しかし残念ながらと言うべきか、これらの要素は間違いなくゲームの面白さを形成する要素に違いないのだ。


DCGというジャンルはゲームそのものの手軽さとは裏腹に、ゲーム内の情報量がとにかく多い。

カード1枚1枚に異なる情報が与えられていて、それらを組み合わせてデッキを作ったり対戦するという性質上どうしても情報量が多くなってしまうのだ。

DCGブームの火付け役ともいうべきHearthstoneはこの問題に対して「徹底したシンプル化」という方法で応えた。

テキストをなるべく簡略化し、頻出する能力はキーワード可しなるべく情報量を少なくするように努めた。

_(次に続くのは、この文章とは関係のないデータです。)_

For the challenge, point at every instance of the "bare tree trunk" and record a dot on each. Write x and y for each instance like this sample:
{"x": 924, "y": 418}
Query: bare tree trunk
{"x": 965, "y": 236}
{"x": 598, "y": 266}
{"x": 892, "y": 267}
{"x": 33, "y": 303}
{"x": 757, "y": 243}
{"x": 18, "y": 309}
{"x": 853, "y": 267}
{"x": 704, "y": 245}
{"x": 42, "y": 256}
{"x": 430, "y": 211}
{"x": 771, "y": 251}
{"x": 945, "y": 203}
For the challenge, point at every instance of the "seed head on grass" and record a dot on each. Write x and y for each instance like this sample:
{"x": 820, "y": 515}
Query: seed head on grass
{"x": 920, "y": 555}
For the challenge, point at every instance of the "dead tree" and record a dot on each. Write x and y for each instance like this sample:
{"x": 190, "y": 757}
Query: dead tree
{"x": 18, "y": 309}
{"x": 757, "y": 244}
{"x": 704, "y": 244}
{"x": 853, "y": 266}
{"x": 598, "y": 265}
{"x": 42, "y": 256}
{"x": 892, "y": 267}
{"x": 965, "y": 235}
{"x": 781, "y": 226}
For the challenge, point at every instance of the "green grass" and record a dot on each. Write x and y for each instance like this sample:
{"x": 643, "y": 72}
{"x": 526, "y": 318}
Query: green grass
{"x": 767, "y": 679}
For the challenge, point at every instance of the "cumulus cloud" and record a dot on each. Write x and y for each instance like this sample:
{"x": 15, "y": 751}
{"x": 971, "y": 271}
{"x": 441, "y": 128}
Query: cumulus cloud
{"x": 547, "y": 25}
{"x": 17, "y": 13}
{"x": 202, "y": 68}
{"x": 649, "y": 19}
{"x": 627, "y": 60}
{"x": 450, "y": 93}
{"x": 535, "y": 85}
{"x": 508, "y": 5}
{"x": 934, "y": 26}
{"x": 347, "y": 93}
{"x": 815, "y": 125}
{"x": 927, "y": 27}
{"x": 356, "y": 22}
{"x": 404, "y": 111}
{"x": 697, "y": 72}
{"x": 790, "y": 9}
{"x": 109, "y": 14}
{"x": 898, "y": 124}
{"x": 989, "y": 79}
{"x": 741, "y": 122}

そしてそれに加えてHearthstoneの操作はとにかくシンプルだ。大抵の操作はカードをドラッグ&ドロップすることで行う事ができる。これは非常に直感的で分かりやすく、初めてプレイした人でもまず違和感なく受け入れることができるものになっている。

また、自分のターン中であればどんな順番でカードをプレイしてもいいし攻撃も好きなタイミングで行う事ができるという自由度の高さも操作の快適さに貢献している。

さらに操作の先行入力がかなりの手数可能で、演出を待たずして次の操作を「予約」できる。これにより短時間に大量の操作をすることが可能になっている。

Hearthstoneの操作はとにかく快適でありストレスが無い。今となってはそれに慣れ切ってしまっているので大きな感動はないかもしれないが一番最初にプレイした時は操作そのものが快感だった。

Hearthstoneは「情報のシンプル化」と「操作の明確さ」という二つの要素でユーザーにとって分かりやすさを追求したゲームになった。そして「分かりやすいゲームは面白い」

これは理屈ではなく、純粋なゲーム体験の快適さがそう感じさせるのだ。


今、DCGの主戦場はモバイルに移った。スマートフォンやタブレットの画面はPCとは比較にならないほど小さいものだろう。

そんな中でストレスなく操作できる快適なUIを作り上げるというのはとても難しい事だと思う。実際、今までプレイしてきたゲームの中でも操作性や視認性が悪いものはいくつもあった。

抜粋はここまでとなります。